Long-Term Economic Consequences of Hedge Fund Activist Interventions
Over the past 20 years, hedge fund activism has become a powerful mechanism for influencing companies. Regulators, the business community, and the popular press debate whether activism enacts meaningful change or whether it is tactic for hedge funds to earn short-run profits. Several academic studies find long-run positive stock returns and operating improvements following activist interventions, and conclude that hedge fund activism is beneficial for shareholders.
Our study extends and challenges this prior literature in two ways. First, like prior research, we find significantly positive short-term and long-term returns to activism announcements. However, we find the long-run returns are concentrated in the smallest 20 percent of targets with an average market value of $22 million. For the remaining 80 percent of firms, we find the positive short-run returns reverse within 3 months of the announcement to become insignificantly negative. These results fail to find that the typical investor experiences long-term wealth gains from hedge fund activism. Rather, long-term gains are concentrated in small firms that compose only a tiny franction of the U.S. market capitalization.

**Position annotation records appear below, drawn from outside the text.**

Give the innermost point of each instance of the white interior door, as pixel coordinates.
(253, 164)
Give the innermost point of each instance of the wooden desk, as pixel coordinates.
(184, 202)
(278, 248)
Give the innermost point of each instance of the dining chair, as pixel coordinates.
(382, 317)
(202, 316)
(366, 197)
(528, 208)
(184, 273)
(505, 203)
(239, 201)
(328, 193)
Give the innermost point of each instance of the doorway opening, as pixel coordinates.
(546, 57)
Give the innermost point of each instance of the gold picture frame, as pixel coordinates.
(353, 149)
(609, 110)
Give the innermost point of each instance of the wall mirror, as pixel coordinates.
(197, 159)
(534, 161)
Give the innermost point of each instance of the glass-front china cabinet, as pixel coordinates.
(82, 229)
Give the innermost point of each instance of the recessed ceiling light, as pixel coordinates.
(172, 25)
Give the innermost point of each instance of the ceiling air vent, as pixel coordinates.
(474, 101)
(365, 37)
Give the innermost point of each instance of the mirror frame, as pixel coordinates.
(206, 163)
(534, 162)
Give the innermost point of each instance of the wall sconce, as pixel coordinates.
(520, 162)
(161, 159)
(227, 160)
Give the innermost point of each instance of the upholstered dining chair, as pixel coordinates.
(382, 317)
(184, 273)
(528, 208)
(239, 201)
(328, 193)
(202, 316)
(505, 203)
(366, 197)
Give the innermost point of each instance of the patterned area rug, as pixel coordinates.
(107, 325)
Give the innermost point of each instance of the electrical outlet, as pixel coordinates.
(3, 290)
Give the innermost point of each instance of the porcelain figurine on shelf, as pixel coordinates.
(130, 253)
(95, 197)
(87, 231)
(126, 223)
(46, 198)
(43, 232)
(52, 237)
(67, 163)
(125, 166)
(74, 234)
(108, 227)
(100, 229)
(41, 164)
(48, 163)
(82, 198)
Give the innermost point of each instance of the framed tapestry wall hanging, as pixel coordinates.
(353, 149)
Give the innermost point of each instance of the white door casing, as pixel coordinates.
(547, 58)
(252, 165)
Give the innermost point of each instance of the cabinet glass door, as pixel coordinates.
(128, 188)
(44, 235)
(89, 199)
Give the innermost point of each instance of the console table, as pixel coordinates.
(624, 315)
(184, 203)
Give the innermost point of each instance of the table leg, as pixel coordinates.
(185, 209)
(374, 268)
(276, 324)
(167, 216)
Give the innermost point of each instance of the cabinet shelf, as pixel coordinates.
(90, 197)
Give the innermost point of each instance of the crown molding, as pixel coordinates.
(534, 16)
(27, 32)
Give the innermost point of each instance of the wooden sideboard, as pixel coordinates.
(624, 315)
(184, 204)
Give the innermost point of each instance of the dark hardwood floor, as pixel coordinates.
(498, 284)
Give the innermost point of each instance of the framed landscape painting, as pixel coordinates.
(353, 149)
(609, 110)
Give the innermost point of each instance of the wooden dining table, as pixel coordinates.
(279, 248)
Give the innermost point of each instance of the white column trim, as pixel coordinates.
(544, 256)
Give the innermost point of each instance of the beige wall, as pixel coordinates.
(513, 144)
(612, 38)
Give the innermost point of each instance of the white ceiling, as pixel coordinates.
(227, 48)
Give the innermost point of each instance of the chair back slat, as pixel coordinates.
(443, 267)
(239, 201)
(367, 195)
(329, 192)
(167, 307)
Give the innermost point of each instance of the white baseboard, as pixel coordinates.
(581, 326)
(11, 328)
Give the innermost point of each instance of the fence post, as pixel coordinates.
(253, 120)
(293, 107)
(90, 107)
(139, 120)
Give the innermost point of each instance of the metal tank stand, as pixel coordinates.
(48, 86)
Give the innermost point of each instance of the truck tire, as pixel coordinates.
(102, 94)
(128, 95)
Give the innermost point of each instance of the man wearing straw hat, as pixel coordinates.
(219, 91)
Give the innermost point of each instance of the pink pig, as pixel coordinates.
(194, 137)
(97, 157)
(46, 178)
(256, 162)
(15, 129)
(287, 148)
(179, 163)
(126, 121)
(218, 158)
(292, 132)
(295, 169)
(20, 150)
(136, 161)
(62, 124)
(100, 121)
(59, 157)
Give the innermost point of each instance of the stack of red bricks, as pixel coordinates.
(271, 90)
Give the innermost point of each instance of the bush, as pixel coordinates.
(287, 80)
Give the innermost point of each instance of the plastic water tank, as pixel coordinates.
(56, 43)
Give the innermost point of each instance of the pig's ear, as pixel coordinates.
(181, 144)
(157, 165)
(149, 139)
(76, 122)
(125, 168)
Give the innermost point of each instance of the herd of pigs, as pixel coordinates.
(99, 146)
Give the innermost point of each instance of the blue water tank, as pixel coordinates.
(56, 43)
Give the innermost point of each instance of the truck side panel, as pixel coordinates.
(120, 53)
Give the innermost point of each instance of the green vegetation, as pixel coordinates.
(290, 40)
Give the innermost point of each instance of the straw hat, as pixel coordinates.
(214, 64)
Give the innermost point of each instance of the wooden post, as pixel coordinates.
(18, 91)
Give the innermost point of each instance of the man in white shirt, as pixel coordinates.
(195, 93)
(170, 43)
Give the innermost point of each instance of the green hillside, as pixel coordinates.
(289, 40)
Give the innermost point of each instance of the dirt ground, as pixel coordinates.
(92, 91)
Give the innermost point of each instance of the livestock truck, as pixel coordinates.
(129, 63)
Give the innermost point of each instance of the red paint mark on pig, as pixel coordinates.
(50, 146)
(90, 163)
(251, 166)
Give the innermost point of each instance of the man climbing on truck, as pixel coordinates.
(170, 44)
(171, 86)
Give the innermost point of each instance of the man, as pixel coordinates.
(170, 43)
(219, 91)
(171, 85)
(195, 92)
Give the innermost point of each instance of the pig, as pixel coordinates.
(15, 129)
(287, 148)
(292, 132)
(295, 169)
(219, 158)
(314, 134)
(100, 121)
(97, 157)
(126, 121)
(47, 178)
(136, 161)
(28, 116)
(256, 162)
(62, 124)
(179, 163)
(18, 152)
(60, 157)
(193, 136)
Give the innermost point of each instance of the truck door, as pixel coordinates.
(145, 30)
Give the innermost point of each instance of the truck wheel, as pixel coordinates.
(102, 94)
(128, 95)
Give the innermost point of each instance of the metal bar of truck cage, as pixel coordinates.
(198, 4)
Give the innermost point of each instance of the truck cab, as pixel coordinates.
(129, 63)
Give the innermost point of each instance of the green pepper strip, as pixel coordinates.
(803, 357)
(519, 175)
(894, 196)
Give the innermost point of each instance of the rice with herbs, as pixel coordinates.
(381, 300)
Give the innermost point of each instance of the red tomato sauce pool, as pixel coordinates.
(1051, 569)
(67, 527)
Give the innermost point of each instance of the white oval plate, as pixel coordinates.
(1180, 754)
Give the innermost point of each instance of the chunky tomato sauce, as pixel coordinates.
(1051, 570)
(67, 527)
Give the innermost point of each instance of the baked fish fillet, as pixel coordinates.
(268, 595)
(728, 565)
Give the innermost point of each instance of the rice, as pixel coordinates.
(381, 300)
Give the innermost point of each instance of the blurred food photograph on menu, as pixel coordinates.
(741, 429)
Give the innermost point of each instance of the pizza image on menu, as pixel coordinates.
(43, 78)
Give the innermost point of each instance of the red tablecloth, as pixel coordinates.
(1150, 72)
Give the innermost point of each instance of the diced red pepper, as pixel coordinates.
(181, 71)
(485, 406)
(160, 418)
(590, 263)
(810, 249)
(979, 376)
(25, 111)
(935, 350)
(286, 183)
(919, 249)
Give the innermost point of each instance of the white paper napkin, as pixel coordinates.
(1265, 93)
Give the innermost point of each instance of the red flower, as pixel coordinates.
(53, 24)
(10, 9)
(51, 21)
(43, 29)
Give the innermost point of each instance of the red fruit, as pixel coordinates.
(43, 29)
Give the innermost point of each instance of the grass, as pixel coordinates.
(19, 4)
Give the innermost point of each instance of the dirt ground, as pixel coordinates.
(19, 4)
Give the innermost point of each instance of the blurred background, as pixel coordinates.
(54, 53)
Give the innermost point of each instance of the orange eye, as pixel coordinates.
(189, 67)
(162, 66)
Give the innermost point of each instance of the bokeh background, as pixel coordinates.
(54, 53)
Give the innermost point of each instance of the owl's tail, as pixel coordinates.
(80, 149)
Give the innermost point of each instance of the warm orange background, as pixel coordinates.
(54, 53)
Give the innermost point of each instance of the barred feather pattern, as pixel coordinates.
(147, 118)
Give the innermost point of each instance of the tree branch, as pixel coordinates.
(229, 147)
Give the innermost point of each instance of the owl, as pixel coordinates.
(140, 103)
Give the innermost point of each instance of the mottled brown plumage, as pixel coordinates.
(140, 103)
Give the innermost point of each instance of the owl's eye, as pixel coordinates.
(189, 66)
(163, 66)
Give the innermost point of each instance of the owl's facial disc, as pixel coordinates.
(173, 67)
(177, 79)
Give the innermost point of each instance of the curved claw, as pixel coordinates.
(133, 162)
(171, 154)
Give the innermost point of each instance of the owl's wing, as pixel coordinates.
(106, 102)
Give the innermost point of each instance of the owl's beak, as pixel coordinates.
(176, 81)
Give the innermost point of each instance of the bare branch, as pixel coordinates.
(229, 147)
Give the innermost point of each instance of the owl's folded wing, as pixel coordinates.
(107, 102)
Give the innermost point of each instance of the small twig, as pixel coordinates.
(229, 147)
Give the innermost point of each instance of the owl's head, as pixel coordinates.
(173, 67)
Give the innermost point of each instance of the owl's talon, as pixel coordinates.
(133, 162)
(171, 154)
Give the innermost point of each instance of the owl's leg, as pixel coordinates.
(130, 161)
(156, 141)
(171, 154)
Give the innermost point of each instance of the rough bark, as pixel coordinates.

Additionally, we challenge prior research that documents significant improvements in operating performance following hedge fund activism. We find target firms have unusual deteriorations in profitability prior to activist interventions. After controlling for this unusual decline, we find no evidence of long-term improvements in a broad set of accounting-based metrics. Like our returns tests, these results provide largely neutral view of hedge fund activism.
With little evidence that target companies become more profitable or efficient with hedge fund activism, our final set of analyses examine which aspects of activism do produce positive returns. We consider outcomes that hedge fund activists commonly lobby for, including: buyouts, large assets sales that can result from a carve out or spin-off, CEO removal for poor performance, board of directors turnover, and increased payouts to shareholders. While many of these outcomes are commonly cited by activists as ways to improve companies, we fail to find evidence that they drive long-term stock returns. Instead, we find the long-run returns following activist interventions are concentrated in those targets which are sold within two years of targeting.
Our paper provides important insights into the efficacy of hedge fund activism. Our findings do not strongly support arguments that activist interventions drive long-term wealth for the average investor. We also do not observe operational improvements in these target companies. At the same time, we do not find evidence that activist interventions destroy value or stymie operations, so we also fail to find evidence consistent with critics’ assessments of activism. Our study provides a more nuanced view of hedge fund activism—it appears that it is only beneficial for small targets that are immaterial from a market perspective.